Si può lavorare sulla logistica dei negozi per ridurre le code e sul sito per renderlo efficiente, dare in outsourcing le consegne e spostare il personale sull’impacchettamento per aumentare gli slot, eccetera.
Le fasce deboli vanno tutelate ma non a discapito degli altri (la precedenza agli anziani fatta così è punitiva per gli altri e lo dico avendone diritto per età, anche se non ne faccio uso).
Poi per carità, questo mi viene in mente in un minuto seduto al tavolo e certo ci sono idee molto migliori e discussioni in atto, ma la mia sensazione di consumatore e cliente non affezionato, ma affezionatissimo, è che non si sia fatto altro che tamponare, mentre altre aziende hanno provato a cavalcare la tigre e i risultati si vedono. Da Esselunga non vado da allora e a parte la spesa prenotata 20 giorni fa e arrivata in condizioni indegne (ho scritto al servizio clienti, vediamo se, quando e cosa risponderanno) non ho comprato più nulla.
La mia considerazione non è punitiva, ma dopo una vita in cui avendo il Gigante sotto casa (letteralmente) facevo 15+15 minuti a piedi per comprare da Esselunga, oggi penso che cambierò abitudini. Per esempio il vino, su cui spendo parecchi soldi, ora lo acquisto da Vino75 e Tannico, prima sempre da Esselunga. E ne consumiamo in buona dose, è stato il disservizio a spingermi a cercare alternative, che ho scoperto essere più convenienti, ricche ed efficienti.
E’ il bello del mercato e forse (non so che ruolo tu abbia, immagino relazioni esterne) se invece di cercare di convincermi che ho torto tu pensassi che Esselunga vive perché ci sono anche io potrebbe essere più produttivo per tutti.

Qui c’è il commento sul disastro Esselunga che ho riportato nel post. Il thread completo è qui. Qui il sito di Esselunga.
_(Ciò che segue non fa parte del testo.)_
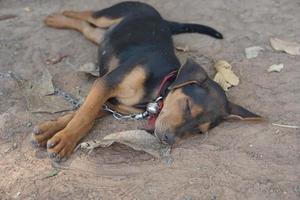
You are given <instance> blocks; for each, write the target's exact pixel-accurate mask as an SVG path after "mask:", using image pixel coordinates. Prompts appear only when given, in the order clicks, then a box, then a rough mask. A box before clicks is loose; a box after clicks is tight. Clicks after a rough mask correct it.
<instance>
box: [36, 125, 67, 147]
mask: <svg viewBox="0 0 300 200" xmlns="http://www.w3.org/2000/svg"><path fill="white" fill-rule="evenodd" d="M62 128H63V127H61V125H60V124H59V123H58V122H57V121H55V120H53V121H47V122H45V123H42V124H39V125H38V126H35V127H34V129H33V132H32V135H31V141H30V143H31V145H32V147H34V148H38V147H46V144H47V141H48V139H50V138H51V137H52V136H53V135H55V133H57V132H58V131H60V130H61V129H62Z"/></svg>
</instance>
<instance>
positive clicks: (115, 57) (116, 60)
mask: <svg viewBox="0 0 300 200" xmlns="http://www.w3.org/2000/svg"><path fill="white" fill-rule="evenodd" d="M107 66H108V73H109V72H111V71H113V70H114V69H116V68H117V67H118V66H119V59H118V58H117V57H116V56H115V55H114V56H112V58H111V59H110V60H109V62H108V64H107Z"/></svg>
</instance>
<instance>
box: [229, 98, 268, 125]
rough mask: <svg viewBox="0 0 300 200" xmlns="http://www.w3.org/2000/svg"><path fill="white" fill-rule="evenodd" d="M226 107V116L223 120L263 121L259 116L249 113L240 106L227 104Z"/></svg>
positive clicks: (254, 114)
mask: <svg viewBox="0 0 300 200" xmlns="http://www.w3.org/2000/svg"><path fill="white" fill-rule="evenodd" d="M227 106H228V107H227V108H228V109H227V110H228V111H227V112H228V116H226V117H225V120H247V121H264V119H263V118H262V117H261V116H259V115H257V114H255V113H252V112H250V111H249V110H247V109H245V108H243V107H242V106H239V105H236V104H234V103H231V102H228V105H227Z"/></svg>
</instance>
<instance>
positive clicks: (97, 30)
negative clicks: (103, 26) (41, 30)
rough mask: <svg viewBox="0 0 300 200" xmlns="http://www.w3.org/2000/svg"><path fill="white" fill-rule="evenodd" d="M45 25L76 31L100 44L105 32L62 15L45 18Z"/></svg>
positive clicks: (85, 22) (51, 26)
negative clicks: (81, 33)
mask: <svg viewBox="0 0 300 200" xmlns="http://www.w3.org/2000/svg"><path fill="white" fill-rule="evenodd" d="M45 23H46V24H47V25H48V26H51V27H54V28H65V29H74V30H77V31H79V32H81V33H82V34H83V35H84V36H85V37H86V38H87V39H88V40H90V41H92V42H94V43H96V44H100V42H101V40H102V38H103V34H104V31H103V30H101V29H100V28H95V27H93V26H91V25H90V24H89V23H88V22H86V21H83V20H79V19H74V18H70V17H66V16H64V15H62V14H52V15H49V16H47V17H46V18H45Z"/></svg>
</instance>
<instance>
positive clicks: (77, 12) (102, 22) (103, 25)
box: [63, 11, 123, 29]
mask: <svg viewBox="0 0 300 200" xmlns="http://www.w3.org/2000/svg"><path fill="white" fill-rule="evenodd" d="M93 13H94V12H92V11H64V12H63V15H64V16H67V17H70V18H74V19H79V20H84V21H87V22H89V23H91V24H93V25H95V26H97V27H99V28H104V29H106V28H109V27H110V26H112V25H114V24H117V23H119V22H120V21H121V20H122V19H123V18H122V17H116V18H110V17H106V16H101V17H94V16H93Z"/></svg>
Aggiornamento del 13 aprile 2020: ancora oggi non esiste la possibilità di acquistare da Esselunga con consegna, locker, ritiro al negozio. Tutto rosso, sempre, a prescindere. Unica possibilità la coda biblica, con i relativi rischi di contagio.  Mesi di lockdown, fatturati colossali, ma questi non sono riusciti a organizzare un servizio appena dignitoso. Pessimi.

Aggiornamento del 15 aprile 2020: scopro che COOP ha attivato un efficientissimo servizio di prenotazione per recarsi a fare la spesa senza fare code. Si blocca uno slot sul sito e ci si presenta all’ora indicata, con 30 minuti a disposizione. Non ci vuole molto no?